Songtsen ‘Sonny’ Gyalzur has also been instrumental in championing sustainable development in Shangri-La. Swiss-born but with Shangri-La heritage, Gyalzur founded the Shangri-La Highland Craft Brewery in 2015 as a way to bring jobs – as well as a decent beer – to the local community. His mother had been involved in local orphanages for decades, and in the brewery Gyalzur saw an opportunity to take up that mantle. ‘Eighty per cent of our employees are former children of the orphanage’, he says. ‘We are really focusing on education and training – one of my goals is for the brewery to be completely run by former kids of the orphanage. That’s very important to me.’

Gyalzur hasn’t stopped there, however. He helped set up a sister-city partnership with Arosa in Switzerland, a resort town with more than 100 years’ experience in sustainable tourism, something he says has put responsible tourism on the minds of the next generation.

Credit: JENSEN CHUA

Part of the hope for Gyalzur and other likeminded residents lies in changing tourist demographics. The numbers are growing, but walk around Shangri-La’s hotspots and rare are the sights of flag-waving groups and tourist buses. The trend, he says, is for individual visitors in search of nature, culture and adventure.

That’s precisely the kind of clientele the Hidden Valley Resort caters to. The area’s first luxury tented camp, which opened in February, sits on an expansive grassland, surrounded by mountains, rural houses, and Shangri-La’s dramatic  landscape. The small resort – with 14 tents and rooms in total – is focused on bringing authentic Tibetan experiences to its guests. ‘The Tibetan people want to ensure that their culture is passed on from generation to generation. We want to help ensure that – but to share it with outsiders, too,’ says Cynara Tan, managing director of the Hidden Valley.

Credit: Ray Chong

In addition to their luxury tents, which draw inspiration from the dwellings of the region’s grassland nomads, Tan and her team relocated and rebuilt a traditional Tibetan house that was the former residence of the village chief – a part of their sustainable approach to development, the area and local culture.

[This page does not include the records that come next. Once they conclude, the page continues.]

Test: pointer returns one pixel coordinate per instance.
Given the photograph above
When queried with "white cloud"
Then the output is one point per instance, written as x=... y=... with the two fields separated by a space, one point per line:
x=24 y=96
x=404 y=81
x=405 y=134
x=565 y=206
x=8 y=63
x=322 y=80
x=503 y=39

Almost everyone working at the resort is from the local village, Bisong. Visits to homes in the village are organised in partnership with the residents. Here they practice farm-to-table dining with organic produce from their own gardens – a common practice in the world’s top hotels, but a rare feat for a restaurant in rural Yunnan.

Credit: JENSEN CHUA

‘There is so much to be discovered here. There is so much local culture to absorb, mountains to climb, forests to forage in. We just want people to connect to the land and its people,’ says Tan.

To borrow Kelden’s words: the magic is still very much alive.